Helllloooo! Take the money that’s going to the Healthcare Insurance Mafia and give it to the PO — duhhhhhhhhhh.
Problem solved.
the insurance industry would adamantly opposed the new regulations (no denial, no rescission) unless they got the universal mandate. So their arguments to conservatives of both parties would be to oppose regulation alone on the grounds it’s not fair. It’s not clear we could get 60 votes. There are some states that already outlaw some of these practices, but without mandates, but I don’t know what there experiences have been.
Also, wrt to expanding Medicare, it’s important to phase that in carefully, as by lowering the eligibility age. An opt-in, or opt-out policy for everyone would probably result in advsere selection and Medicare would have a difficult time controlling costs. On the other hand, the higher costs of treating sick people has to be borne somewhere, so it might as well be in a function public system, since the mechanisms for forcing the private sector to carry that risk would be very difficult to design. The incentives would encourage the private insurers to game their way out of coverage, just as they do now with fraudulent rescission practices.
Yes, I agree. What do you think could be done to lower the eligibility age this year? Do you think that lowering the eligibility age to 55 would be feasible? 45? 35? I guess this would depend on the intensity of conflict and what Blue Dogs will tolerate.
what blue dogs will tolerate .. eh ?? the damn blue dogs need to start acting like democrats .. or get out … damn DINO’s .. they’re killin’ us .. literally …
Heres how that will work. Any one who’s had to take out student loans to pay for college already know. the insurance companies will find out what the max is the government will pay, and premiums, co pays, and deductibles will be exactly TWICE that amount.
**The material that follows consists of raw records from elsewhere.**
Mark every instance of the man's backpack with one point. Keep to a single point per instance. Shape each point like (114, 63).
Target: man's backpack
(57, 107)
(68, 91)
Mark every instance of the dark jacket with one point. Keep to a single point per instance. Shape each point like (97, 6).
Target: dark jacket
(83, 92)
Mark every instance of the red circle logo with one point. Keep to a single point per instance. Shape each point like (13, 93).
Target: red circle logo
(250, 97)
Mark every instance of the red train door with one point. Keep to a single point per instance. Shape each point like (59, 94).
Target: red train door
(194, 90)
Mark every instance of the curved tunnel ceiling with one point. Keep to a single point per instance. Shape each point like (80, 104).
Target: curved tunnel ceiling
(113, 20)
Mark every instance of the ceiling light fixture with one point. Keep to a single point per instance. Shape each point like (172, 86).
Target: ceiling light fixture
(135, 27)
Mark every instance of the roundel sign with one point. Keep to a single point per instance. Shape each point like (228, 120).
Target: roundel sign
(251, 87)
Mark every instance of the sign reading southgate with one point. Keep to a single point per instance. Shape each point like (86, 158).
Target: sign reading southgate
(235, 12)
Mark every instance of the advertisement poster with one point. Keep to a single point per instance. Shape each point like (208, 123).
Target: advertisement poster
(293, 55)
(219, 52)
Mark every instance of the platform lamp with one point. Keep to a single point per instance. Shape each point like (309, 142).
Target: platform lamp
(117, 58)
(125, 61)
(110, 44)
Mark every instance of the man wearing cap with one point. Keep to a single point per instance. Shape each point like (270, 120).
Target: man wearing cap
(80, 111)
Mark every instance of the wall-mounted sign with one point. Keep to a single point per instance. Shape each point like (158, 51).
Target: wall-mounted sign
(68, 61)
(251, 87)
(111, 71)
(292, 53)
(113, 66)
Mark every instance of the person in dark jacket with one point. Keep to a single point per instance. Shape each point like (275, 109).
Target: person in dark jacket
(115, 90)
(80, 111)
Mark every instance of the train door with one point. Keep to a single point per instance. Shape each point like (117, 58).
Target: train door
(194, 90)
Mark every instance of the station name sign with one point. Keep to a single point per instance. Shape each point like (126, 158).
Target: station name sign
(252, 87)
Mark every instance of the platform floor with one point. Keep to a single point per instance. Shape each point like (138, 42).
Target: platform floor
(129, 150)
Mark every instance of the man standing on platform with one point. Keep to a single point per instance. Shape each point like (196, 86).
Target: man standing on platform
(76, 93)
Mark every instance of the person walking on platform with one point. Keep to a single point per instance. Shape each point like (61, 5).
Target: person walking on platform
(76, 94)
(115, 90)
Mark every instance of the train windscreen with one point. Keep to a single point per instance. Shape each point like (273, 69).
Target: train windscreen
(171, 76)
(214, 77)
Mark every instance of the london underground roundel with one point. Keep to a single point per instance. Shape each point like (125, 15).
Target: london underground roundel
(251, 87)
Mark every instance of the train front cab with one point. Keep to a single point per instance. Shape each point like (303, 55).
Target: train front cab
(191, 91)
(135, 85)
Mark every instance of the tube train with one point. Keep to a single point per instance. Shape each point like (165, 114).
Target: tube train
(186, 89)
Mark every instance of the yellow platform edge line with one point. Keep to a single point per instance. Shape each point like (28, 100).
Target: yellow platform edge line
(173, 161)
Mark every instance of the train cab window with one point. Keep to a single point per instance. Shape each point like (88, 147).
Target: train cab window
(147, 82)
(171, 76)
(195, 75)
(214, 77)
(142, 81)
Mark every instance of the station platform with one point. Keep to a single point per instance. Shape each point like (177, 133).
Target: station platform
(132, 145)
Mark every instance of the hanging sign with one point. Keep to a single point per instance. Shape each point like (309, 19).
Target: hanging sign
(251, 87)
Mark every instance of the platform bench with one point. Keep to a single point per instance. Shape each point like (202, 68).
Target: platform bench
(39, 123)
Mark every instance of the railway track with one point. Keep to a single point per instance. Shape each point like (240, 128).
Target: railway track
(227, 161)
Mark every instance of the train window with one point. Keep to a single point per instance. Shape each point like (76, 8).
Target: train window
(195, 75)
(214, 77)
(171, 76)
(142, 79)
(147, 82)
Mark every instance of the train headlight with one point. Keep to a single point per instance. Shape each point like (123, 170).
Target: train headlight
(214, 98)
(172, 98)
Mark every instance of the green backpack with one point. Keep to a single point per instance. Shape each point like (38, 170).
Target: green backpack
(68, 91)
Kill this bill it is unconscionable.
Not by age, by income.
but it wont make it through, because the WH dosent WANT it to make it through. if anything is clear to me now it that the white house “bargained” that away long ago. this is about “prexisting conditions” for “mandates”. Jonathan alter was on TV today practically begging shulz’s audience to “be reasonable”. that was disgusting. that clown up there begging people who have nothing, to consent to be forced(by law) to pay for a worthless product they already cant afford…for what? so alter can keep his insurance when he leaves newsweek?? im gonna throw up
Hi JKat, I agree the Blue Dogs are certainly not folks who adhere to the central values of the Democratic Party. But people like Baucus, Ben Nelson, and Blanche Lincoln could be defeated in democratic primaries if their constituents were willing. So, ultimately, the responsibility goes back to the electorates in those states. We have to admit that Republicans from those states would be even worse.